WHO officially launches mRNA vaccine tech hub in Cape Town
Global pharmaceutical firms, including Moderna and Pfizer, had declined to provide the technical know-how to replicate their vaccines in Africa.
The World Health Organization (WHO) has officially launched its mRNA vaccine technology hub in Cape Town, a facility established during the COVID-19 pandemic to help poorer countries struggling to access life-saving medication.
In 2021, the WHO picked South African biotech firm Afrigen Biologics for a pilot project to give poor and middle-income countries the know-how and licences to make COVID vaccines. At the time, South African President Cyril Ramaphosa called it a historic step.
Afrigen Biologics has used the publicly available sequence of Moderna Inc’s mRNA COVID vaccine to make its own version of the shot, AfriVac 2121, at lab scale and is now scaling up production.
The vaccine candidate, which must still be tested on people, is the first to be made based on a widely used vaccine without the assistance and approval of the developer.
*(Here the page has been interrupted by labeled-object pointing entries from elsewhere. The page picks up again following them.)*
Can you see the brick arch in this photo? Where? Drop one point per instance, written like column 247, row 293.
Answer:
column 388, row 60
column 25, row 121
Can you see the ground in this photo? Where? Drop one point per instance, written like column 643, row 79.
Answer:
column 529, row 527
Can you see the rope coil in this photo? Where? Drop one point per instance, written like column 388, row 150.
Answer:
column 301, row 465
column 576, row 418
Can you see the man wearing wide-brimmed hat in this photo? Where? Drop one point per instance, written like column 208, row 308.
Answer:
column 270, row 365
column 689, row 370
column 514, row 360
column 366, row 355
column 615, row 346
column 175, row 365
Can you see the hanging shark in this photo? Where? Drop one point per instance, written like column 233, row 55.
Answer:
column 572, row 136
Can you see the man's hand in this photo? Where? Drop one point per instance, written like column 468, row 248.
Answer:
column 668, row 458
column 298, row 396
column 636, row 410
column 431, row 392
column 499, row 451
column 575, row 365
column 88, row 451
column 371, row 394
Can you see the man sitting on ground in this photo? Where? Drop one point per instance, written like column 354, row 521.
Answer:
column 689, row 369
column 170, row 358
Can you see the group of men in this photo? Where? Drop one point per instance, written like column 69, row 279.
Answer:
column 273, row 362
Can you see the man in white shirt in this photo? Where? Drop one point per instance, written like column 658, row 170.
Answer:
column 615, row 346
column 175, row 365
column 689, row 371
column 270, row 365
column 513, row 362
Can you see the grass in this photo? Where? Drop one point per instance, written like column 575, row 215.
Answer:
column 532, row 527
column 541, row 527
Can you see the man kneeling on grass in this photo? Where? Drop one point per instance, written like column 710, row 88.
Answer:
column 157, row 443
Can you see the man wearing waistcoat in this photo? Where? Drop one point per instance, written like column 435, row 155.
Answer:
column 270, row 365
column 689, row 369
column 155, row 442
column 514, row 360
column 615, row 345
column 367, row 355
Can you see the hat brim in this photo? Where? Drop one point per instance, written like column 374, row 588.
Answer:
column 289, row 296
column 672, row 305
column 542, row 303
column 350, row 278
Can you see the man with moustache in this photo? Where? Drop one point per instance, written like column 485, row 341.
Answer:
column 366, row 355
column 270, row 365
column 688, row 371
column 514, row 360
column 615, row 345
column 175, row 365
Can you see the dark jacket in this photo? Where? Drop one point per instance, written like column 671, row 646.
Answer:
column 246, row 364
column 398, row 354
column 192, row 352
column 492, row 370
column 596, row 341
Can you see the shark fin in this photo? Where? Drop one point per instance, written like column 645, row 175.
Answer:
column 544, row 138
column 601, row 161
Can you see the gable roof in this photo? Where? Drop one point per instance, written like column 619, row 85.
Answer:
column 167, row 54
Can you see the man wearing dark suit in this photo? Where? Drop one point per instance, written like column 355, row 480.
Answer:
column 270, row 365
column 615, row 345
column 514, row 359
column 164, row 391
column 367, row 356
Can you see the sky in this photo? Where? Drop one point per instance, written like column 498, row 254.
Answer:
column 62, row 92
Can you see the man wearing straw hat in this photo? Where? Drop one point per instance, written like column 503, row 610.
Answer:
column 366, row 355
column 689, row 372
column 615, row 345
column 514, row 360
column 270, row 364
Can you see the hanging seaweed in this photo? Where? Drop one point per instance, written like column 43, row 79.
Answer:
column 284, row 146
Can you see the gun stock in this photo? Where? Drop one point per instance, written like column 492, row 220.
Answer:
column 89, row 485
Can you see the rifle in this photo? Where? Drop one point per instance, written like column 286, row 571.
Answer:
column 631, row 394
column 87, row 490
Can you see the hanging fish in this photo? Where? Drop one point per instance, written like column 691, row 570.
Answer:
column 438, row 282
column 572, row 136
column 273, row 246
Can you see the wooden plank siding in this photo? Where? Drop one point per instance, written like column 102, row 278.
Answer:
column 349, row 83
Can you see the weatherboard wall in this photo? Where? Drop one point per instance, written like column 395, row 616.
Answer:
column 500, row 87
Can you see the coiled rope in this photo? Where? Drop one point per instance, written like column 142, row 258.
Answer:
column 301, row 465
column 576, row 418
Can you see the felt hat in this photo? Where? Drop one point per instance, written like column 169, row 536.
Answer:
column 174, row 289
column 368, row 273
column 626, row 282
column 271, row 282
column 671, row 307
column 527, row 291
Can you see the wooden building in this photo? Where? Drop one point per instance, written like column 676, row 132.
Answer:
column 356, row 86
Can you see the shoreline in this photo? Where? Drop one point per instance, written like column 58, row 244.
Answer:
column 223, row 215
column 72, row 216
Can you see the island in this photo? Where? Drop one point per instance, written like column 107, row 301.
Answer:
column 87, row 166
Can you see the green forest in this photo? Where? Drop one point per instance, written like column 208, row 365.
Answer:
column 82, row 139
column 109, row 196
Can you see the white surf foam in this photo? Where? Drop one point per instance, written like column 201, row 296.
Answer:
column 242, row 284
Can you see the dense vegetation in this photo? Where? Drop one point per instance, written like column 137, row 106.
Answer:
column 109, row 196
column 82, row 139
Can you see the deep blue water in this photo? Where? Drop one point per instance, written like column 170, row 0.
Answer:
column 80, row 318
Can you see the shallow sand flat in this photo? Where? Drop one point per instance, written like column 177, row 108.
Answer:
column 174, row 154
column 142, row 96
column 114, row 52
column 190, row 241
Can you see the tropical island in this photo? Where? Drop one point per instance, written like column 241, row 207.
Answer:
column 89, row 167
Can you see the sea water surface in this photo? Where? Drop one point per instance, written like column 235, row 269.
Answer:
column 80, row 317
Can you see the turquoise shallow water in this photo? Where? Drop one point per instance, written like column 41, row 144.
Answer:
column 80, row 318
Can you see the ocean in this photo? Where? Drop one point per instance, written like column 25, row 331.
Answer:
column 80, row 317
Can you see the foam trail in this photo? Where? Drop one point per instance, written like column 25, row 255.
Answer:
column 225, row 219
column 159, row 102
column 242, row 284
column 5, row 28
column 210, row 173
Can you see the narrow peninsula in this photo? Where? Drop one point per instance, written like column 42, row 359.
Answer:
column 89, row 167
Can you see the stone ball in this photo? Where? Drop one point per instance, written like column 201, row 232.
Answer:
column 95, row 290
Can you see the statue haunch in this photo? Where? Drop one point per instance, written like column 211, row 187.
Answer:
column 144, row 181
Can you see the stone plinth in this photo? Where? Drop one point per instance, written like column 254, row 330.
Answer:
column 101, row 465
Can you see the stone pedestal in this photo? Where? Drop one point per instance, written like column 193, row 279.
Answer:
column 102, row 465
It is also the first mRNA vaccine designed, developed and produced at lab scale on the African continent.
“I am … here in Cape Town with our partners to support a sustainable model for mRNA technology transfer to give low- and middle-income countries equitable access to vaccines and other lifesaving health products,” WHO Director General Tedros Adhanom Ghebreyesus said in a statement on Thursday, the day the vaccine hub was launched.
The hub decided to pursue the vaccine on its own after global pharmaceutical firms, including Moderna and Pfizer, declined to provide the technical know-how to replicate their vaccines, mainly over intellectual property concerns.
The five-day visit by Tedros and senior health officials will include discussions over the programme’s sustainability, the science of mRNA technologies and its potential use to combat other diseases such as HIV and tuberculosis that disproportionately affect poorer countries.
The WHO said 70 percent of the global population had received at least one dose of a COVID vaccine as of March but that figure was still below 30 percent in low-income countries.